O que mudou e por que isso importa para você
A NR-01 foi atualizada e trouxe uma obrigação que muitos empresários ainda não conhecem: identificar e gerenciar os riscos psicossociais no Programa de Gerenciamento de Riscos (PGR). Isso significa que fatores como pressão excessiva por metas, sobrecarga de trabalho, assédio moral e falta de autonomia passam a integrar a gestão de riscos da empresa – assim como o ruído, o calor e os agentes químicos, dentre outros. Não é modismo. É lei.
“Isso é coisa subjetiva, como vou medir?”

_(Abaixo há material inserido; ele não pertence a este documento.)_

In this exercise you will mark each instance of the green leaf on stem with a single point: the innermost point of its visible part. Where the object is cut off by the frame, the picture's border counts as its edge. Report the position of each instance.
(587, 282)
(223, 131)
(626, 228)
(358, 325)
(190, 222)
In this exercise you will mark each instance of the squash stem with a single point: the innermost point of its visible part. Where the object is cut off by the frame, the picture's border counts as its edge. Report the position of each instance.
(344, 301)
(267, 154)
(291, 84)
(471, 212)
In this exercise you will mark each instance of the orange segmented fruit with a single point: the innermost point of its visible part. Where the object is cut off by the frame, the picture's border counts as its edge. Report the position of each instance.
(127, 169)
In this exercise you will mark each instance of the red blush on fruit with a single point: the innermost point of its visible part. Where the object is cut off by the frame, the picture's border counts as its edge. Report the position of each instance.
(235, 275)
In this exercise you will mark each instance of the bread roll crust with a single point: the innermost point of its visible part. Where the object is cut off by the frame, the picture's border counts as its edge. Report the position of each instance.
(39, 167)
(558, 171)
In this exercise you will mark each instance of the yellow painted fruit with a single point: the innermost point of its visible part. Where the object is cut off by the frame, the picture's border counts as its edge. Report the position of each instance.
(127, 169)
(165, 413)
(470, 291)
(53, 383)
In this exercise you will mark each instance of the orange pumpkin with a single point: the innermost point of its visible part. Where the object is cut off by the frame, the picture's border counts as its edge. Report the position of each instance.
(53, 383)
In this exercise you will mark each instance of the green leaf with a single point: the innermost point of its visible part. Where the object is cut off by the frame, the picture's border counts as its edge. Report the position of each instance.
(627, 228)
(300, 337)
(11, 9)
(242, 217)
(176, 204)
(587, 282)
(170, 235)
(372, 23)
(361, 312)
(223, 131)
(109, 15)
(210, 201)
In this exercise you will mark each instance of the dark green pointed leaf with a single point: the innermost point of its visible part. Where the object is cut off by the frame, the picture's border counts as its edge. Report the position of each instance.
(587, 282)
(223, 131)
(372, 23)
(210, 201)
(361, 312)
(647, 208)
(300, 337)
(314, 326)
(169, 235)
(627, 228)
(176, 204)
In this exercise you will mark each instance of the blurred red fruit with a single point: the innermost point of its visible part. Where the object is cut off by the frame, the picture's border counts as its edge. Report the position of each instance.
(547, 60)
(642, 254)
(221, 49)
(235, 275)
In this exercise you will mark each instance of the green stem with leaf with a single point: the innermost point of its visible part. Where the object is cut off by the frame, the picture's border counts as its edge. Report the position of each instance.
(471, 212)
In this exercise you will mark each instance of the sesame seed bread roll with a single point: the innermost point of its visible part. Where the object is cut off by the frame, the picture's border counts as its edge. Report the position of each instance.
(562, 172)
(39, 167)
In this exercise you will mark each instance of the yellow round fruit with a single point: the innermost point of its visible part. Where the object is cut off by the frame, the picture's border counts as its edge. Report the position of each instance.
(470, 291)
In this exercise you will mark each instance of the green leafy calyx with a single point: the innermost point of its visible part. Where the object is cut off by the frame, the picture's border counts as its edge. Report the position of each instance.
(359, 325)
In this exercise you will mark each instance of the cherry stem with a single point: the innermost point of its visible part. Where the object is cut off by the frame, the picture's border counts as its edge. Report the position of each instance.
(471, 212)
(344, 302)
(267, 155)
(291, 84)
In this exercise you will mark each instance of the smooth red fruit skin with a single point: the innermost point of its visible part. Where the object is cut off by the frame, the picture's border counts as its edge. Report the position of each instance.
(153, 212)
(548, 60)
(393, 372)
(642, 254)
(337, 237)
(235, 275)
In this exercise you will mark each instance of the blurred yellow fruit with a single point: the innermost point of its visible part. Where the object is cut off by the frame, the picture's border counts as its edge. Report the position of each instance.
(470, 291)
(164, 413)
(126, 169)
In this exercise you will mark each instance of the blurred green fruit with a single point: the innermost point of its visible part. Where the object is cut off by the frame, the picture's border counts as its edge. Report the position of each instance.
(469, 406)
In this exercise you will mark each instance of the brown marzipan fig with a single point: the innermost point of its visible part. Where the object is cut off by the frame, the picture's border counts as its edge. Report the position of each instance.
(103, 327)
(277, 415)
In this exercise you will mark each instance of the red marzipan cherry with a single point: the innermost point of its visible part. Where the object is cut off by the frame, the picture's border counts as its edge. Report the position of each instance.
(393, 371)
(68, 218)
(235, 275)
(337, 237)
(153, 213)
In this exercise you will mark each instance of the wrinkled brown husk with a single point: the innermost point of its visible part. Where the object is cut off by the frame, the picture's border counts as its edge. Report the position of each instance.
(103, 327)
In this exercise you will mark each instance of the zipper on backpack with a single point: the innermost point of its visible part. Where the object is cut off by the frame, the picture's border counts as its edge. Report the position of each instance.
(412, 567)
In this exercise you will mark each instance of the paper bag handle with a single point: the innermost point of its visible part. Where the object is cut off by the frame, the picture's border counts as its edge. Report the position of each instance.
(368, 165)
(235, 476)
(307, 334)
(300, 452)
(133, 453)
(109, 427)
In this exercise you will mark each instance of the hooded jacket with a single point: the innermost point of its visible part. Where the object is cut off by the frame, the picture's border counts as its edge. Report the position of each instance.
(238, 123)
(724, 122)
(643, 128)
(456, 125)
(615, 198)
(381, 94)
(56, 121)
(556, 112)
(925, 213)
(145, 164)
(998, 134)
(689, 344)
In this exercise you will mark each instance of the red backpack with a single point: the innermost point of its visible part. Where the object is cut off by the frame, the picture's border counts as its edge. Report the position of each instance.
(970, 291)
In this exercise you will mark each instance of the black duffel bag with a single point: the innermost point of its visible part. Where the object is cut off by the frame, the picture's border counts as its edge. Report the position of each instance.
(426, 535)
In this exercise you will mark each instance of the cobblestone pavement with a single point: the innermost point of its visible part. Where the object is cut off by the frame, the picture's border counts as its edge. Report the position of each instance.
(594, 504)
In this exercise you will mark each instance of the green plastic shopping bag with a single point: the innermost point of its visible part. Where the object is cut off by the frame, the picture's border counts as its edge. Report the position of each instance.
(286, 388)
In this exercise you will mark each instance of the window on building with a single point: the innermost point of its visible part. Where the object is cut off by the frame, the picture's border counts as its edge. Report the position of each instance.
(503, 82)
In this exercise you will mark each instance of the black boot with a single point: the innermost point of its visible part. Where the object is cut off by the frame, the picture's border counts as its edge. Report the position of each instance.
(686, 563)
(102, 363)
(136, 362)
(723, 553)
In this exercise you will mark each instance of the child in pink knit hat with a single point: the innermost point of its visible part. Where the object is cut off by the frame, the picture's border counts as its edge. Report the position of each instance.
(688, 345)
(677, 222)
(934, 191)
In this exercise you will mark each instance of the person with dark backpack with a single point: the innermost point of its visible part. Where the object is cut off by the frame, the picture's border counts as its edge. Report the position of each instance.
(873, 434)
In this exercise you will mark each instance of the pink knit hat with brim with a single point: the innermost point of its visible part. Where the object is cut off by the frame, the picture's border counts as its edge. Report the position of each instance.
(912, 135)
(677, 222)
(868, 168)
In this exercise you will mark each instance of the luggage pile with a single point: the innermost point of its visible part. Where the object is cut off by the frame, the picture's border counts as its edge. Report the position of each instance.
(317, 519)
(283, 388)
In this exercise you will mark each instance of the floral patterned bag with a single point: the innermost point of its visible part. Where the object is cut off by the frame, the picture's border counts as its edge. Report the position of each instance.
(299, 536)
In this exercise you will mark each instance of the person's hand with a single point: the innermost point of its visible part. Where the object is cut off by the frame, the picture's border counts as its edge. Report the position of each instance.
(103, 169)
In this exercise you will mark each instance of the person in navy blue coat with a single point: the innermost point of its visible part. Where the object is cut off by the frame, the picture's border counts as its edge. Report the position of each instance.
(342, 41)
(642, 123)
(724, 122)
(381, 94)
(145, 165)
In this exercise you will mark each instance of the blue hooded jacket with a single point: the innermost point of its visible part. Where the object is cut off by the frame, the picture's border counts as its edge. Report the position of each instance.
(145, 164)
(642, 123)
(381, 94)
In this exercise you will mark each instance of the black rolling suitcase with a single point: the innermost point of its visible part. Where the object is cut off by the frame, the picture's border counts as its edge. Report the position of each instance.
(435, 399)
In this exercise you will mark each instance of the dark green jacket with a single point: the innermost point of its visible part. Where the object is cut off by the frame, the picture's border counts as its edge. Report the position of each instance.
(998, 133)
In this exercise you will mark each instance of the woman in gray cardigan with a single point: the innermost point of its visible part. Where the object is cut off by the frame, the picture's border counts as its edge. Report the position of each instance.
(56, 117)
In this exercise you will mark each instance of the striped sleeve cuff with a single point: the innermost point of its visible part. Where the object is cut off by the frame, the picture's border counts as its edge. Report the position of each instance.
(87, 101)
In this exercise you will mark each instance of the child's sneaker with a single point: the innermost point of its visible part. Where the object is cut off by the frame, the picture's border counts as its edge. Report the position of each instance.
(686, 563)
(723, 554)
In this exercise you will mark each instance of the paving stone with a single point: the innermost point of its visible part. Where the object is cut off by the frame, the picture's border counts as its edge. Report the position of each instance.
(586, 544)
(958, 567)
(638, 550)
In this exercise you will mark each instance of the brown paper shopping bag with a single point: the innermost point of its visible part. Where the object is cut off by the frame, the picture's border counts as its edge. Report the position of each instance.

Essa é a dúvida número um. E faz sentido: você mede ruído e agentes químicos, mas como mede estresse crônico? A resposta está na metodologia. Questionários validados aplicados de forma anônima, análise de absenteísmo, rotatividade e afastamentos, e avaliação da organização do trabalho formam uma base técnica sólida. Subjetivo vira dado quando se usa o método certo – e existe método para isso.
“Mas e a privacidade dos meus funcionários? E a LGPD?”
Nenhuma pesquisa de clima precisa identificar individualmente nenhum trabalhador. As boas práticas preveem anonimização total, consolidação de resultados por área e separação clara entre dados clínicos individuais (que ficam sob sigilo médico no PCMSO) e informações coletivas que alimentam o PGR. Saúde mental e privacidade podem coexistir – desde que o processo seja desenhado corretamente.
“Documentar o risco vai aumentar meu custo com o INSS?”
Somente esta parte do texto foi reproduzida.